Но теперь — по всем сценарным законам, по логике драматургии, которая куда прочней и незыблемей жизненной, — что-нибудь должно произойти.
Большой круг по заснеженному лесу закольцевался, выруливая на невидимый, промерзший до дна бывший ониксовый пруд.
И я ни на полстолько не удивилась, увидев поперек укрывавшей его снежной шубы размашистую цепочку крупных чужих следов.
* * *Юлька?..
Заходи, конечно, как ты тут вообще оказалась? А остановилась где? Ну и глупо, лучше позвонила бы мне. Садись, рассказывай. Я слышал, что ты… У меня тут есть хороший специалист, пани Стефа, к ней ездят со всей Европы с такими травмами, я сегодня же позвоню. Перестань, показаться надо в любом случае, проконсультируешься, будешь разрабатывать. Не помешает, даже если и вправду надумаешь бросить танцевать. Нет, Юля, не верю. Я же тебя знаю давно. Чем бы ты в таком случае занималась в жизни?

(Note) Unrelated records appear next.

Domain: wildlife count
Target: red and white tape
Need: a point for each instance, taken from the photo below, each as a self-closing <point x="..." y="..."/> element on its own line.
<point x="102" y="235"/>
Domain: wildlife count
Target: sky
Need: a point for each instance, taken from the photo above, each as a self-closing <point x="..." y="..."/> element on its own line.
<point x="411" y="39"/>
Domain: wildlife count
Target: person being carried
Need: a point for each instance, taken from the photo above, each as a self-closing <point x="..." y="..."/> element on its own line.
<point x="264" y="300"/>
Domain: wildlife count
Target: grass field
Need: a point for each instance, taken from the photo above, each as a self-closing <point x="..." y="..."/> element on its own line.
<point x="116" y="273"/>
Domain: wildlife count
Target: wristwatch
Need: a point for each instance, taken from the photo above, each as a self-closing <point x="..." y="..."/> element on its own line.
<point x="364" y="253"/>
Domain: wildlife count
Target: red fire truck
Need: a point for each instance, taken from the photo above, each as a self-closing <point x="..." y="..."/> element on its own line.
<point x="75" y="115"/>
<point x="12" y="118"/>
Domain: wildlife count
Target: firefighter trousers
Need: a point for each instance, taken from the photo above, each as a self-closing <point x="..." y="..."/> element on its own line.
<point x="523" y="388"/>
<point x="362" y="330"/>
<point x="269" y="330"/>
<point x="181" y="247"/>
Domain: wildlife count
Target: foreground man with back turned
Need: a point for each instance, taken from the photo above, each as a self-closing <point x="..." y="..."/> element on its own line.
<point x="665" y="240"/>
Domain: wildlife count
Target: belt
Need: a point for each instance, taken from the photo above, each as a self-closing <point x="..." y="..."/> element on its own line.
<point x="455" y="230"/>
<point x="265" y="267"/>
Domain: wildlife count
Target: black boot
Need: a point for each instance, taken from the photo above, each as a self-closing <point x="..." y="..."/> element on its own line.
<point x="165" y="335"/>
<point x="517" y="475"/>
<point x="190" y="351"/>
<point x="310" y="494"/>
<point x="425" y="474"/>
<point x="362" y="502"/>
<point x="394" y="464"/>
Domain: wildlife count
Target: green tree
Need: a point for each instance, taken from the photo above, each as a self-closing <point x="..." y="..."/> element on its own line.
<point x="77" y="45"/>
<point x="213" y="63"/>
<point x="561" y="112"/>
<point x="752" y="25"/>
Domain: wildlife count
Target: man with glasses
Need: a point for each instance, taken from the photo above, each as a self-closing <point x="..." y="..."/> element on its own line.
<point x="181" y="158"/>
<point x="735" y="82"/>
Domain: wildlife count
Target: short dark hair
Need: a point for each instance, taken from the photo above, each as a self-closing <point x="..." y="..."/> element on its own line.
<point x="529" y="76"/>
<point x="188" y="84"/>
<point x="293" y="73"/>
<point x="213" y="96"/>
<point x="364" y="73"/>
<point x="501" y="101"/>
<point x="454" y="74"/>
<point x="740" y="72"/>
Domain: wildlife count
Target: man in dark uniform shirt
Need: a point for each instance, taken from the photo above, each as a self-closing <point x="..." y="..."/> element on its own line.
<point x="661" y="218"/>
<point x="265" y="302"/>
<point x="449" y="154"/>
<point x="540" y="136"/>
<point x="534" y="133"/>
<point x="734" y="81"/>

…Подожди. Не может быть. Про Марину?
Нет, почему, не так уж и удивлен. Знаешь, я же тогда не просто составлял тебе протекцию по связям, это была бы пошлость, согласись. Мне хотелось, чтобы вы встретились. Казалось, оно должно пойти очень на пользу вам обеим, вывести на какой-то новый творческий уровень — и тебя, и ее. А вышло вот как. Да я и сам хотел бы разобраться, что именно из этого вышло.
Давай попробуем.
Ты понимаешь, мне ведь никогда не верилось по-настоящему, что мы с ней расстались. Представлялось, будто это временная такая ситуация, вполне естественная, когда люди живут в разных странах. Не виделись уже десять лет, а ощущение было такое, что в любой момент можно позвонить, договориться о чем угодно, встретиться, остаться, быть вместе. Я и позвонил. Марина не удивилась совершенно. Думаю, ей тоже все время казалось именно так. Хотя, конечно, это была неправда. Чистая выдумка, не для кого-то, для себя самих.